Owen’s address brought her to a slim, modern building in grey and white, a steel-and-glass anomaly rising above the mostly two- and three-storey brownstones and turn-of-the-century houses Sarah passed on her walk from the subway. She stepped into an entryway with floor-to-ceiling windows and dialled the apartment number she had written down in her notebook.
“Yes?”
“Mr. Grant, it’s Sarah Bailey from Shillelagh Press. Can you buzz me up? I’d like to talk to you in person about the publicity plan. I’ve worked out a proposal for the next few weeks.”

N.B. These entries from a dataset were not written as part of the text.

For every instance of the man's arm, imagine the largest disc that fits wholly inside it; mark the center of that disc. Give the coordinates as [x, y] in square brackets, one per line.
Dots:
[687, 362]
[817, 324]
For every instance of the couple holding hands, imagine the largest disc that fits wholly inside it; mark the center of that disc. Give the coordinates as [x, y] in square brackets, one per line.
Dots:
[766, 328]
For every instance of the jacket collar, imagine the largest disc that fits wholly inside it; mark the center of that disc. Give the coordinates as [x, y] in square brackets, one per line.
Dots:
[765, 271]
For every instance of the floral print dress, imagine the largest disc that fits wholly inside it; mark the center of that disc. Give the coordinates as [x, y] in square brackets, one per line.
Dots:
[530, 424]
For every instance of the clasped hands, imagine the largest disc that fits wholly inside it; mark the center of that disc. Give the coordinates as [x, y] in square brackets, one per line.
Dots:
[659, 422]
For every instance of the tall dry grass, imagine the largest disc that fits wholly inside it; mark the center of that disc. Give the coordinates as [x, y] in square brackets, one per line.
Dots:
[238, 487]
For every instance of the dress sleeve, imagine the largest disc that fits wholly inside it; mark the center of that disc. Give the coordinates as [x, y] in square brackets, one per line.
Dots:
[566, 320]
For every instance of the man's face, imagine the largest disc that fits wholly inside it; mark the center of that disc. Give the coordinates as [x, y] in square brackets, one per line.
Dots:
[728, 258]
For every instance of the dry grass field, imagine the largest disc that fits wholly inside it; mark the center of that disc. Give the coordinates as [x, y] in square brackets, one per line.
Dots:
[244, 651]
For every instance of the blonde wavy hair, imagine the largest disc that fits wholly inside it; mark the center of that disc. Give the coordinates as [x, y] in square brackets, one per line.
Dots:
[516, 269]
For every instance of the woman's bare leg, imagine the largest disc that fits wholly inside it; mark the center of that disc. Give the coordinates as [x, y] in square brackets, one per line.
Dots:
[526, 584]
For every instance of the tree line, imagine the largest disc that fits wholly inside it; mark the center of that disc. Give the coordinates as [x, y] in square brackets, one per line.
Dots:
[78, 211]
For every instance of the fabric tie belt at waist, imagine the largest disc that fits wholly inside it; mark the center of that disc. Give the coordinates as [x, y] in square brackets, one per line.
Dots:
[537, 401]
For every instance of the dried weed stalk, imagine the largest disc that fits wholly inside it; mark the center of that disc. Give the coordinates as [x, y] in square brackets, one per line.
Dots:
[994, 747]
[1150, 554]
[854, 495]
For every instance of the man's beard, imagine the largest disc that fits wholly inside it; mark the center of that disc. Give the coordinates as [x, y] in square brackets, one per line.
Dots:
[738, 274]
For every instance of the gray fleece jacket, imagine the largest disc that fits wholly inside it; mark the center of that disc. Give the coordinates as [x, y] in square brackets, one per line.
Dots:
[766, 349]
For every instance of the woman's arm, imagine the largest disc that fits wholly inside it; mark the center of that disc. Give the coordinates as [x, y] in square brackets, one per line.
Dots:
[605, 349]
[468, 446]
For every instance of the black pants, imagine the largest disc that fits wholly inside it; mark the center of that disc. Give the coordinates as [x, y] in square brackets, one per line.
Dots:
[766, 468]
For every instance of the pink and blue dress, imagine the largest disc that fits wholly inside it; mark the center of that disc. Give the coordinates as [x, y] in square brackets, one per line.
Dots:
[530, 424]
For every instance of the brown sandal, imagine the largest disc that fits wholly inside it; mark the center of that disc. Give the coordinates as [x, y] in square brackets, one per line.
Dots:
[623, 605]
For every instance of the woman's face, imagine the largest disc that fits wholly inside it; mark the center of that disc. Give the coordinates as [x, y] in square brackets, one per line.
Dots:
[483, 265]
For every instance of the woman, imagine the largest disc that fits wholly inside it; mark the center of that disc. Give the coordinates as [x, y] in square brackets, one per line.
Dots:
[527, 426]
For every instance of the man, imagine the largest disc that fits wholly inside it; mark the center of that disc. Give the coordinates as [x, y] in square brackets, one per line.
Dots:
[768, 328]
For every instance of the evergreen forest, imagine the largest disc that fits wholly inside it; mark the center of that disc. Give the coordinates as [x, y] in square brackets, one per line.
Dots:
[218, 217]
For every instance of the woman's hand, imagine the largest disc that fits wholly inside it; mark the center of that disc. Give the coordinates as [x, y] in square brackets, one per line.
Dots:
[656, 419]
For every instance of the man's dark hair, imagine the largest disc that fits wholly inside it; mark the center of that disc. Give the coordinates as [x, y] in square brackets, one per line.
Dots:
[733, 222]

“Sarah,” he said. “I’m sorry, but as I mentioned the other night, I’m too busy to do any promotion right now.”
“It won’t be time-consuming. Or onerous in any way. We can be strategic.”
“Strategic,” he repeated. “Yes. That’s right. I’m being strategic about what’s really important.”
“Owen.” She had counted on seeing him face-to-face, within pheromone-firing distance, and now she’d forgotten everything she planned to say. All she wanted was to delay any finality of a refusal. She noticed a camera mounted in an upper corner of the lobby. “Can you see me? Do you have a screen?”
“I can see you.”
She glanced up at the camera and waved. Then she addressed it directly. “Look, can I get you anything? While I’m here?”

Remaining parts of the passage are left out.